Os serviços de telecomunicações, que, desde que foi aprovada a lei do Serviço de Valor Adicionado (SeAC), contribuem com uma parcela dos recursos do Fistel (Fundo de Fiscalização das Telecomunicações) para a Condecine (taxa de estímulo ao conteúdo audiovisual nacional, administrada pela Ancine) também não escaparam da voracidade arrecadadora do Tesouro Nacional. Tiveram as taxas de contribuição para a Ancine aumentadas hoje, 15, juntamente com a produção audiovisual.

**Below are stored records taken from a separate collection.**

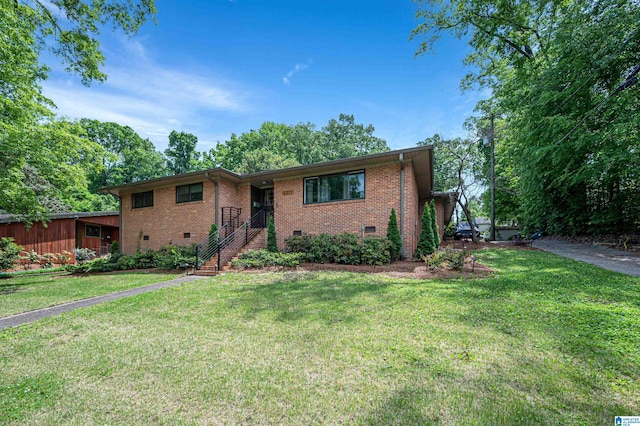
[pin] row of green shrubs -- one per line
(347, 249)
(167, 257)
(263, 258)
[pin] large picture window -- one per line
(186, 193)
(142, 199)
(344, 186)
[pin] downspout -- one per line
(215, 184)
(402, 205)
(120, 233)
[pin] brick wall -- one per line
(382, 193)
(168, 221)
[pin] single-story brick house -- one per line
(348, 195)
(65, 232)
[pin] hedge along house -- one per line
(65, 232)
(353, 195)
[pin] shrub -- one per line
(264, 258)
(426, 244)
(30, 258)
(176, 257)
(84, 254)
(393, 235)
(9, 253)
(272, 242)
(376, 251)
(46, 260)
(449, 230)
(64, 258)
(343, 248)
(214, 239)
(449, 257)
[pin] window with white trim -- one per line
(338, 187)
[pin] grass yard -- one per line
(544, 341)
(28, 292)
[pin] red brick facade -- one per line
(167, 220)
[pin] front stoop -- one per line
(210, 268)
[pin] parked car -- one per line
(462, 231)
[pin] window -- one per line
(345, 186)
(142, 199)
(186, 193)
(92, 231)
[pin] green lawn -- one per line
(544, 341)
(28, 292)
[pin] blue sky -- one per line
(213, 68)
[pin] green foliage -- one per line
(167, 257)
(272, 242)
(214, 239)
(447, 257)
(84, 254)
(434, 224)
(449, 230)
(9, 253)
(426, 242)
(393, 235)
(344, 248)
(45, 164)
(567, 134)
(375, 251)
(265, 258)
(115, 247)
(275, 146)
(181, 155)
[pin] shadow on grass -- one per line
(313, 296)
(588, 313)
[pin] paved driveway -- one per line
(604, 257)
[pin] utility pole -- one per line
(492, 230)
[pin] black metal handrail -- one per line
(229, 246)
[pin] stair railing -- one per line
(229, 246)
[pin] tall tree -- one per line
(275, 146)
(128, 158)
(182, 156)
(31, 142)
(563, 77)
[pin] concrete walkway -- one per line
(31, 316)
(604, 257)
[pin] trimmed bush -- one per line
(393, 235)
(272, 242)
(347, 249)
(264, 258)
(214, 238)
(375, 251)
(434, 225)
(426, 244)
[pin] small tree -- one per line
(214, 238)
(9, 253)
(393, 235)
(434, 225)
(426, 244)
(272, 242)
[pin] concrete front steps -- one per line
(210, 268)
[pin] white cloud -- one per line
(150, 98)
(298, 68)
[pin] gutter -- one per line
(215, 183)
(401, 158)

Ao invés de um reajuste de 160% como ocorreu para o conteúdo audiovisual, o aumento promovido pelo Ministério da Fazenda na portaria de n° 835 para as taxas de telecom  é de 28,5% para todas as estações de telecomunicações. Mas, na verdade, os recursos de telecom são os de maior importância para o segmento cinematográfico nacional e já somam mais de R$ 600 milhões recolhidos somente no ano passado, (mas nem todos gastos em sua atividade-fim, porque já começa a ser desviados para pagar a dívida do Tesouro Nacional).

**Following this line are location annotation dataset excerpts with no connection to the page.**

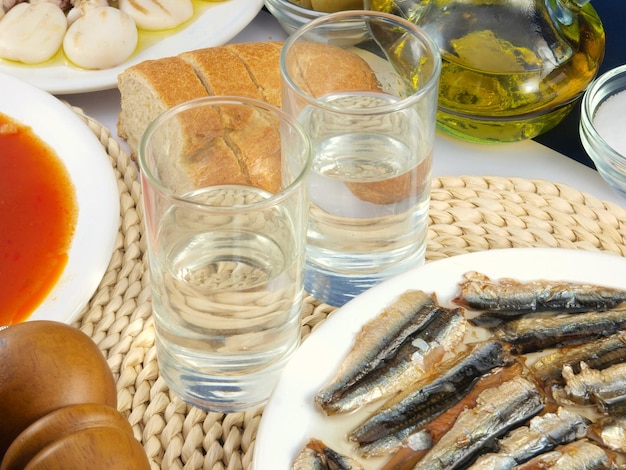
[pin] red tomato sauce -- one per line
(38, 213)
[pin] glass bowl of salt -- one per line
(603, 126)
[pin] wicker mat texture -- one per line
(467, 214)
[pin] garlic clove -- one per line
(32, 33)
(154, 15)
(101, 38)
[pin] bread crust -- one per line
(242, 155)
(148, 89)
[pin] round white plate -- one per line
(290, 419)
(219, 23)
(96, 193)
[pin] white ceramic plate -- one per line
(290, 419)
(96, 193)
(218, 24)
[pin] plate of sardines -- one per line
(501, 359)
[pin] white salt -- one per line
(610, 121)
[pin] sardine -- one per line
(377, 342)
(418, 444)
(577, 455)
(594, 386)
(598, 354)
(497, 410)
(610, 432)
(542, 434)
(318, 456)
(509, 298)
(535, 333)
(387, 429)
(420, 352)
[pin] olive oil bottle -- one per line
(511, 69)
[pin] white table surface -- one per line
(452, 157)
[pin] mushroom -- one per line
(102, 37)
(32, 33)
(79, 7)
(156, 15)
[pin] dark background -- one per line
(564, 138)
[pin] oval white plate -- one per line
(290, 419)
(96, 193)
(219, 23)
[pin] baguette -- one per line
(245, 156)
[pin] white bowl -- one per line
(603, 131)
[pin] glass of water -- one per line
(225, 201)
(364, 86)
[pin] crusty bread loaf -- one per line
(249, 155)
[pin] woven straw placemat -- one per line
(467, 214)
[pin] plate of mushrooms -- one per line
(76, 46)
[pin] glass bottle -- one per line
(511, 69)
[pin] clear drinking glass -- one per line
(364, 86)
(226, 248)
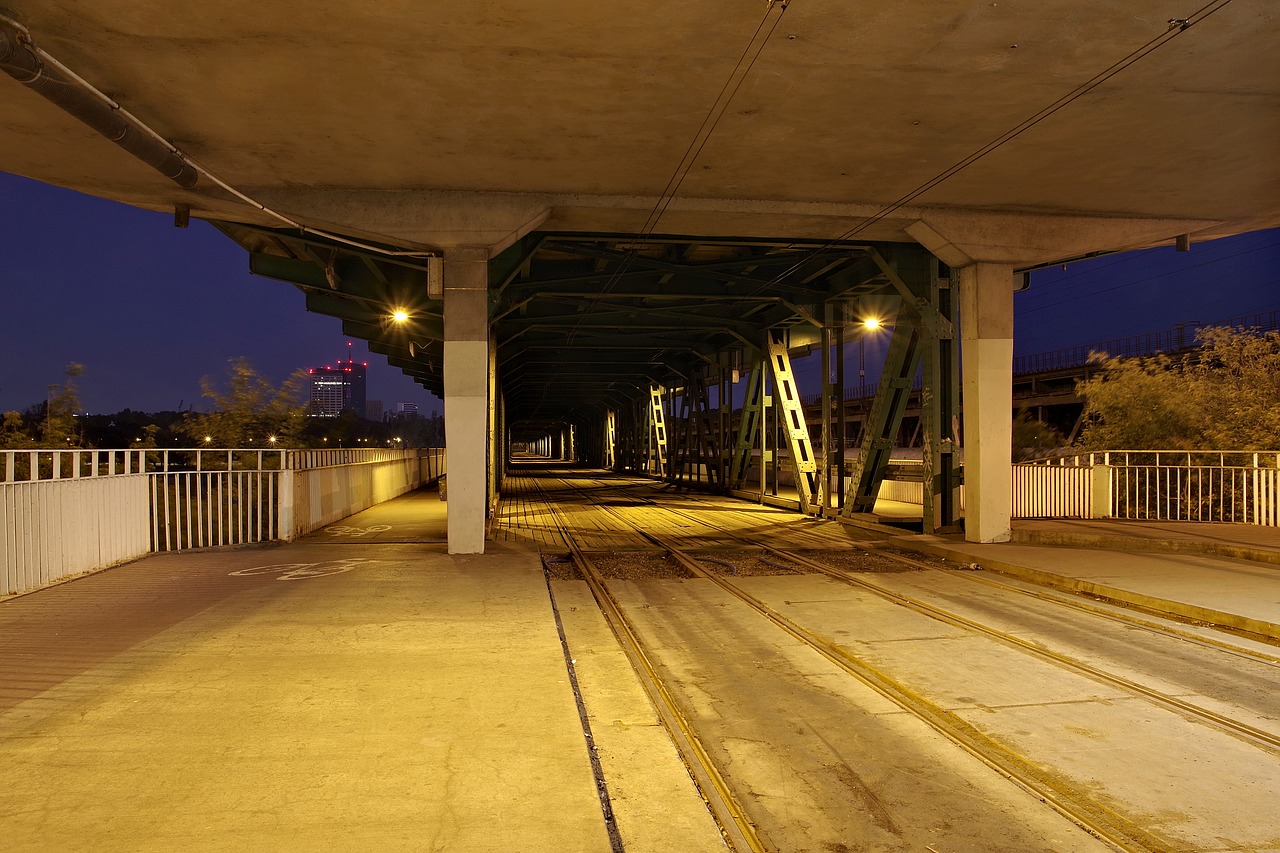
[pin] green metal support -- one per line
(940, 407)
(748, 428)
(611, 439)
(804, 468)
(886, 416)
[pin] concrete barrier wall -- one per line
(56, 529)
(312, 498)
(434, 463)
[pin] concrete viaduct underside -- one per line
(583, 217)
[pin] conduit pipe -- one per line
(19, 62)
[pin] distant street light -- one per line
(869, 324)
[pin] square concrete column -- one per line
(466, 393)
(987, 383)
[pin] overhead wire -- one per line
(711, 121)
(1174, 28)
(45, 56)
(1150, 278)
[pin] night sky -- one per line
(150, 309)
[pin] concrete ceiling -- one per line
(428, 126)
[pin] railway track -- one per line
(740, 833)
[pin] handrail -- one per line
(58, 464)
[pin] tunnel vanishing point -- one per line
(561, 218)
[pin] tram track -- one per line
(1091, 813)
(1159, 697)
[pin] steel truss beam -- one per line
(804, 468)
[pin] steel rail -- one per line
(1093, 816)
(735, 825)
(1243, 730)
(1194, 711)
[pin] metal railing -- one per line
(1178, 486)
(1175, 340)
(68, 511)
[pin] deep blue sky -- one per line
(150, 309)
(146, 308)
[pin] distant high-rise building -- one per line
(336, 389)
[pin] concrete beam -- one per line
(987, 372)
(466, 393)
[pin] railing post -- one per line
(1100, 505)
(286, 511)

Isso significa que agora, para cada celular que for ativado, ao invés de R$ 3,22 que eram repassados para a Ancine, deverão ser agora repassados R$ 4,14. Ou ainda, cada estação rádio base de banda larga fixa, do SeAC para cidades de até 300 mil habitantes terá que pagar uma taxa anual de R$ 1,549 mil para à agência do cinema.

Conforme a Ancine, o reajuste das taxas de telecomunicações levou em consideração o período  de 2011 a 2015.

Anatel

As operadoras de telecomunicações e a Anatel conseguiram brecar a intenção do Ministério da Fazenda de reajustar a taxa do Fistel do setor de telecomunicações, cuja previsão de correção era também de mais de 160%, sob o argumento de que um reajuste dessa magnitude afetaria principalmente a população de baixa renda, que tem no celular pré-pago a sua principal fonte de comunicação com o mundo. Mas não  resistiu ao aumento, pelo menos menor, da Condecine.